Tiens, en parlant de péripéties, vous connaissez le Club des Cinq (cf. cet article pour en découvrir une version moderne) ? Bon, à l'origine, il s'agit de romans, mais ils ont donné lieu à des adaptations en BD et même à des machins hybrides, mi-roman mi-BD, avec une page écrite, la suivante dessinée, et ainsi de suite (l'une des grandes idées à la con du monde de l'édition).
Voilà quand même des jeunes qui n'ont pas de bol. Il suffit qu'ils mettent un pied dehors pour tomber sur des voleurs, des faussaires ou des trafiquants en tout genre. De vrais aimants à emmerdes ! Mais le pire dans tout ça, ce sont les parents.
Ils sont totalement inconscients !
Leurs rejetons, ça fait quand même je-ne-sais-combien d'années qu'ils se coltinent malandrins et mecs louches en pagaille dès qu'ils font mine d'aller prendre l'air cinq minutes dans le jardin, mais c'est pas grave, ils leur autorisent tout.

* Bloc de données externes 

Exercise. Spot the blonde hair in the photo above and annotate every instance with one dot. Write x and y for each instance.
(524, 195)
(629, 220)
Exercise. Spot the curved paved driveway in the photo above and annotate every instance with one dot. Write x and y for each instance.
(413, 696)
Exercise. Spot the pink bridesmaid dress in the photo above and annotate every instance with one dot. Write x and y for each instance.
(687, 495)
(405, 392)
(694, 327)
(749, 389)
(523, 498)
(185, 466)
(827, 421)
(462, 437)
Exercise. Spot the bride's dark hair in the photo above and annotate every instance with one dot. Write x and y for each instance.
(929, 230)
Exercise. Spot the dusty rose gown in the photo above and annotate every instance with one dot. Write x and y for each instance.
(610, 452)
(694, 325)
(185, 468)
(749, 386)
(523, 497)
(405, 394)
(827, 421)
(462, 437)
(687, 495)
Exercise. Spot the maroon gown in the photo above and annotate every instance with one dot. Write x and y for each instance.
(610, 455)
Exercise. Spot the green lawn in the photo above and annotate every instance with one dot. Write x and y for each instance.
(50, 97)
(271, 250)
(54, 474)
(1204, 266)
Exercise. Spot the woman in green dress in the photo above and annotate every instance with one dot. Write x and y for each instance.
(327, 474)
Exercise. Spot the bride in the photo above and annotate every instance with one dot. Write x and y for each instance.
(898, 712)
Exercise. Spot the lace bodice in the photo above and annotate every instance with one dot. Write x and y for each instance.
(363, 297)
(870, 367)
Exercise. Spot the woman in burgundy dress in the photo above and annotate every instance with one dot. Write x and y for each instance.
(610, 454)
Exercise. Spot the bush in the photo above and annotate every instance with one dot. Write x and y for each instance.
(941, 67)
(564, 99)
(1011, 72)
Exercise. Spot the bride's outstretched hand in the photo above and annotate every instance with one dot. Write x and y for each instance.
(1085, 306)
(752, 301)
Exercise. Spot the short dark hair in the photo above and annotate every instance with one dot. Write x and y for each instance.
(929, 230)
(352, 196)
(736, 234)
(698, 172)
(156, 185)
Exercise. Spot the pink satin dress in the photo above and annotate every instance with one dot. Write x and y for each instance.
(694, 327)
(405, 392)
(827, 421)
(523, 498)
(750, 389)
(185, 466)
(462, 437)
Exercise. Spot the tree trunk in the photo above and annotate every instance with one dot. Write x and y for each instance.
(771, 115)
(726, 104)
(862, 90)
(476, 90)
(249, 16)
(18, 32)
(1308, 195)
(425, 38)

Vous voulez partir seuls en camping dans une région isolée dont on ne sait rien ? Bien sûr, allez-y !
Quoi ? Vous voulez traverser seuls tout le pays en stop ? Chacun de votre côté en plus, histoire de faire une course ? Ben, ouais, pourquoi pas ? Je pense que c'est une bonne idée. Allez-y !

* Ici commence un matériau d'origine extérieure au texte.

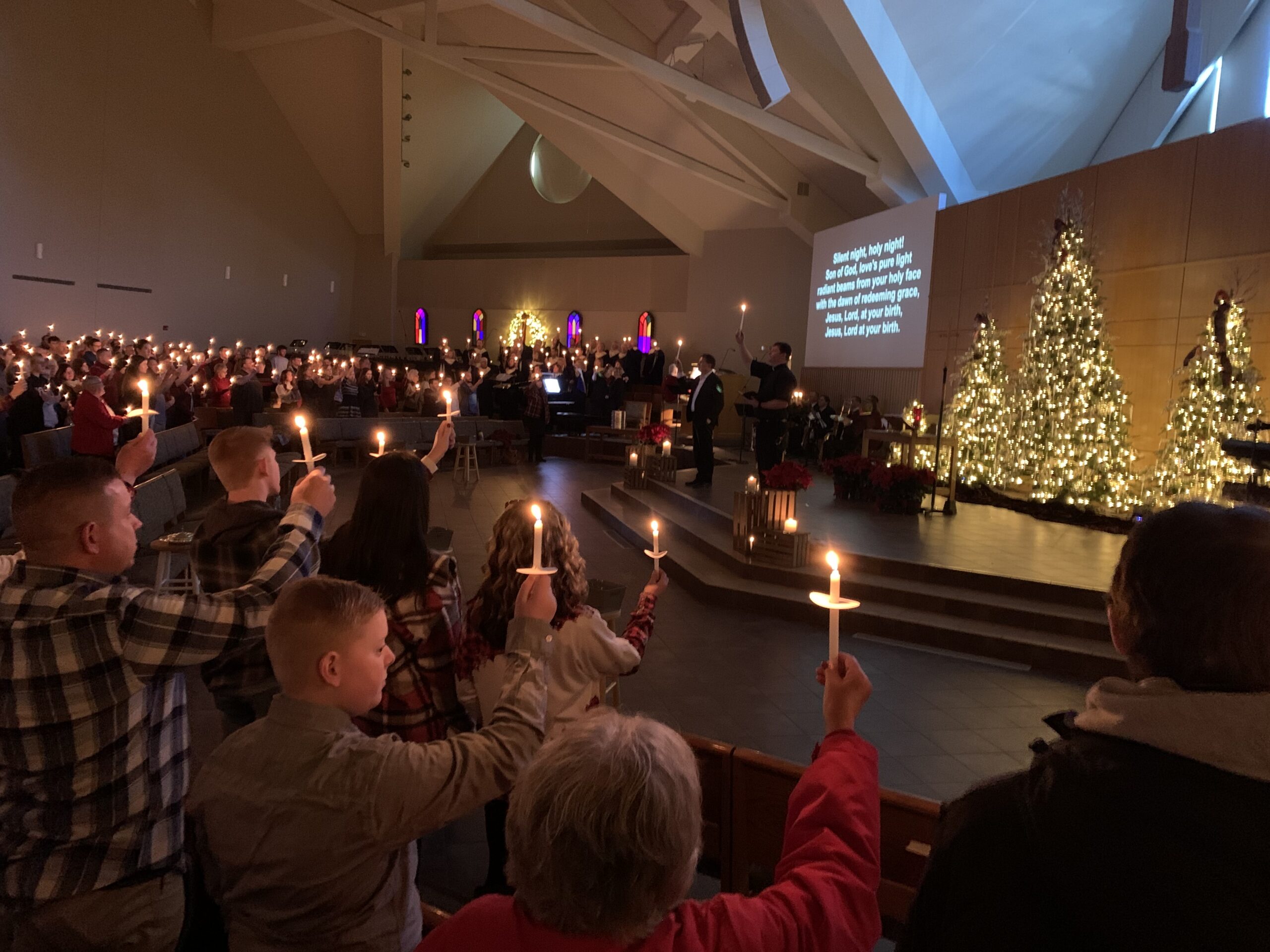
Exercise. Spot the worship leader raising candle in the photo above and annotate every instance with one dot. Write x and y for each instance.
(833, 602)
(536, 569)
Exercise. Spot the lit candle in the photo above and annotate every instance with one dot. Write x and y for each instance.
(145, 405)
(835, 595)
(538, 536)
(304, 442)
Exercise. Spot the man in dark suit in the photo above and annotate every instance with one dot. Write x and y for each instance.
(705, 404)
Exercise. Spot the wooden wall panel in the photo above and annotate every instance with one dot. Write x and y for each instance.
(981, 250)
(1143, 207)
(1231, 203)
(1038, 206)
(1171, 226)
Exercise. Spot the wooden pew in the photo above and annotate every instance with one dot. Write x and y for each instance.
(714, 762)
(761, 787)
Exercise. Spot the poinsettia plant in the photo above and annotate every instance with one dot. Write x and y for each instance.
(851, 476)
(654, 433)
(899, 489)
(788, 475)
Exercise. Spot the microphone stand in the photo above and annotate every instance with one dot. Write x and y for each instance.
(949, 506)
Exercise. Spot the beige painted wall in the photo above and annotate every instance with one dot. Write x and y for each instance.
(505, 209)
(610, 293)
(691, 298)
(139, 154)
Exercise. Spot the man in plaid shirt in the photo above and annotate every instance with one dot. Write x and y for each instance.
(93, 729)
(229, 546)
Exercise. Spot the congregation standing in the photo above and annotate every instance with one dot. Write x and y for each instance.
(366, 701)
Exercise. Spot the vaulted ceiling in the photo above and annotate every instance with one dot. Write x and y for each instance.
(888, 101)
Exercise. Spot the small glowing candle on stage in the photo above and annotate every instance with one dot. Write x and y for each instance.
(145, 405)
(538, 536)
(305, 443)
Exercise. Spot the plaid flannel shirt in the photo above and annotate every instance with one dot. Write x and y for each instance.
(536, 407)
(421, 700)
(94, 738)
(220, 565)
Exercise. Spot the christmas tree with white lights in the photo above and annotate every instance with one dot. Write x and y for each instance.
(1070, 432)
(1218, 397)
(980, 409)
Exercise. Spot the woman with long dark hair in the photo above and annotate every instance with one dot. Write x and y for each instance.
(385, 547)
(587, 652)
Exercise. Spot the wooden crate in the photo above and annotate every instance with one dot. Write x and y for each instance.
(788, 550)
(758, 513)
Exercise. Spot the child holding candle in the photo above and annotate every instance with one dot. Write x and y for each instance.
(587, 651)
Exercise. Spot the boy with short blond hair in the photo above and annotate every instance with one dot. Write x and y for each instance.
(307, 826)
(229, 545)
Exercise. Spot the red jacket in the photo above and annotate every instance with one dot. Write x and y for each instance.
(94, 427)
(825, 895)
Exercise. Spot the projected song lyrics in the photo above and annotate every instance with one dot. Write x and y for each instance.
(864, 293)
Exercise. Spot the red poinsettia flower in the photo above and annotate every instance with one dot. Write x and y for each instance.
(788, 475)
(654, 433)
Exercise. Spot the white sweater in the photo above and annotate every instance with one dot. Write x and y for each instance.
(586, 653)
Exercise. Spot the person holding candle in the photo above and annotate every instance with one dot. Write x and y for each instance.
(385, 547)
(605, 834)
(94, 431)
(307, 826)
(587, 651)
(230, 542)
(538, 414)
(96, 849)
(776, 384)
(704, 409)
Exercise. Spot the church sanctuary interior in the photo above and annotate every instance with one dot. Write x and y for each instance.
(634, 475)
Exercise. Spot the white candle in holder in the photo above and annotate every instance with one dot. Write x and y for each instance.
(304, 442)
(538, 536)
(145, 405)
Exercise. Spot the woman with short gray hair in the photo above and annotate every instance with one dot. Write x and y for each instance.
(604, 834)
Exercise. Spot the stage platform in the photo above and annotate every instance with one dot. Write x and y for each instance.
(987, 582)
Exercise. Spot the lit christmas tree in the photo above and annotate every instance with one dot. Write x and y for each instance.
(980, 411)
(1218, 397)
(1070, 434)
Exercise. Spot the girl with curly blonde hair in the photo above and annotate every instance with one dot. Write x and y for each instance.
(586, 653)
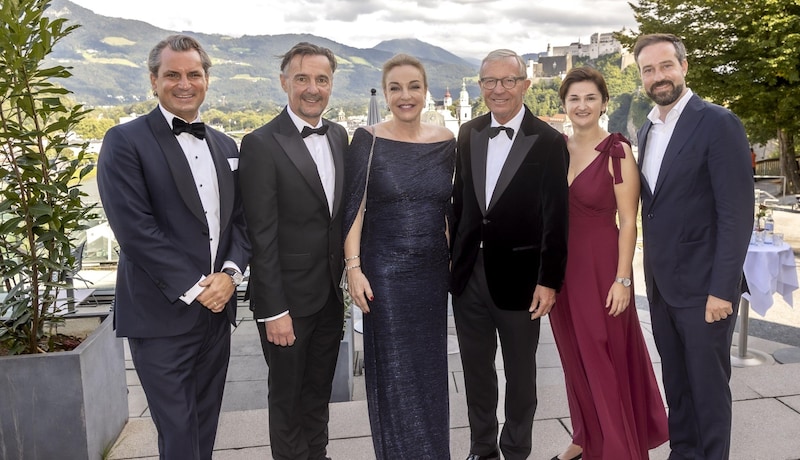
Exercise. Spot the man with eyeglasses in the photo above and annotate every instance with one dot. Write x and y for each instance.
(509, 252)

Attendez, il n'y a jamais une assistante sociale qui s'est inquiétée, là ? La plus jeune, Annie, n'a même pas 10 ans !
Bon, c'est vrai, c'était une autre époque. Dans le temps, t'avais le droit de t'écorcher les genoux, de te perdre en forêt, de manger des insectes ou de te faire enlever par un pédophile, c'était considéré comme plus ou moins formateur.
Dans le genre "autre époque", l'on peut aussi citer Les Tuniques Bleues, avec ces bons vieux Blutch et Chesterfield. La série se déroule pendant la guerre de sécession et oppose un petit caporal flemmard et antimilitariste à un sergent maladroit et bourré de principes. Elle a un côté très réaliste puisque les deux s'engagent en fait dans l'armée suite à une mémorable cuite (cf. l'album Blue Retro). Et, en effet, si vous avez déjà pris une bonne murge, vous avez dû vous rendre compte que l'alcool, outre un puissant effet désinhibant, possède la particularité de vous faire passer la pire débilité proférée comme l'idée du siècle.
Du genre "tiens, si on s'engageait dans l'armée" (en pleine guerre en plus) ou "tiens, si j'allais faire le tour de la gendarmerie tout nu en chantant Étoile des Neiges" ou encore "je vais écrire un texto à mon enculé de patron histoire de lui sortir ses quatre vérités".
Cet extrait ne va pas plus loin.